Auberon Alexander Waugh was certainly the most offensive, and
probably the most industrious, journalist of "Modern Times". In
private he was of a kindly and benevolent disposition, and
possessed beautiful manners, but he rarely allowed these aspects of
himself to become known to his readers. He [Philip Hope-Wallace]
was a big man, well over six feet, heavy, with a splendid Roman
head. He drank a great deal. A friend once came across him in a
lavatory at Broadcasting House finishing off a quarter-bottle of
Gordon's gin. Though a good broadcaster, he was a nervous one.

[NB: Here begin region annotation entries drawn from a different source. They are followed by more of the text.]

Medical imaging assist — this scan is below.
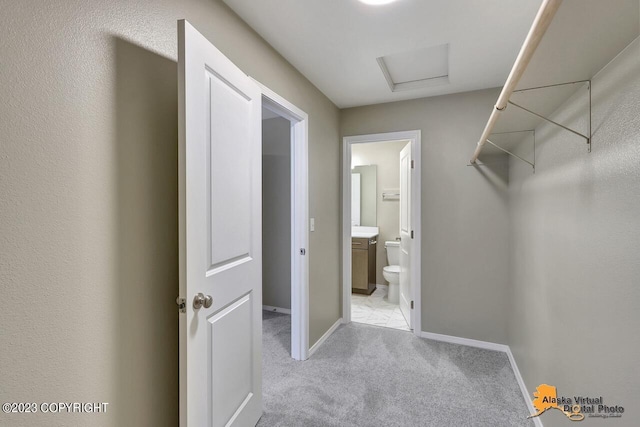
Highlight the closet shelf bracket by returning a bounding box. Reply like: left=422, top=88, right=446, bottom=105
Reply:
left=467, top=129, right=536, bottom=173
left=504, top=80, right=591, bottom=153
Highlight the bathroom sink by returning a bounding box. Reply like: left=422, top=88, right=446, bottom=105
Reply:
left=351, top=225, right=380, bottom=239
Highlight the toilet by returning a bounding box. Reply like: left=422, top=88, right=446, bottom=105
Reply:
left=382, top=241, right=400, bottom=304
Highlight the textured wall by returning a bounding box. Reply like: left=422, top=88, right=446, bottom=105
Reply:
left=0, top=0, right=340, bottom=426
left=341, top=89, right=509, bottom=343
left=509, top=39, right=640, bottom=426
left=262, top=118, right=291, bottom=308
left=351, top=141, right=407, bottom=285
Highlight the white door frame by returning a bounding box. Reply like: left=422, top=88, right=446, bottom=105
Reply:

'When you reach my age,' he said, 'you will be doing the same.' He
could be also be very rude indeed. Tony Benn once publicly
announced that he was concerned to lose the stigma of the
intellectual. [Anthony] Crosland replied that, in order to lose a
stigma, it was first necessary to acquire one. This lack of
recognition would not have mattered if [William] Robson had not
minded about it. But he did mind: he was hurt and felt excluded. He
was not like his former colleague R. H. Tawney, who, on being
offered a peerage by Ramsay MacDonald, asked what harm he had ever
done the Labour Party. First published nearly a quarter of a
century ago, this newly updated edition of Alan Watkins' "Brief
Lives" remains an exceptional work of biography. Eclectic, humane,
smart and affectionate, Watkins' prose crackles with wit and fierce
observation. Writing in the tradition of Aubrey and Churchill, Alan
Watkins celebrates the lives and achievements of his many
contemporaries. There are journalists, Paul Johnson and John Junor,
Malcolm Muggeridge and Richard Ingrams, Auberon Waugh and Peregrine
Worsthorne; politicians, Roy Jenkins and Michael Foot, David Steel
and Ian Gilmour, Iain Macleod and Norman St John-Stevas; writers,
Anthony Powell, Simon Raven, Kingsley Amis and AJP Taylor; and
mavericks, Lord Beaverbrook, GE Moore, Tom Driberg and William
Robson. Finally, there is a vivid portrait of Watkins's father.
"Brief Lives" is a series of brilliant essays which capture the
essence of twenty-nine men whose combined achievements helped
define Britain during the last century. It's a classic.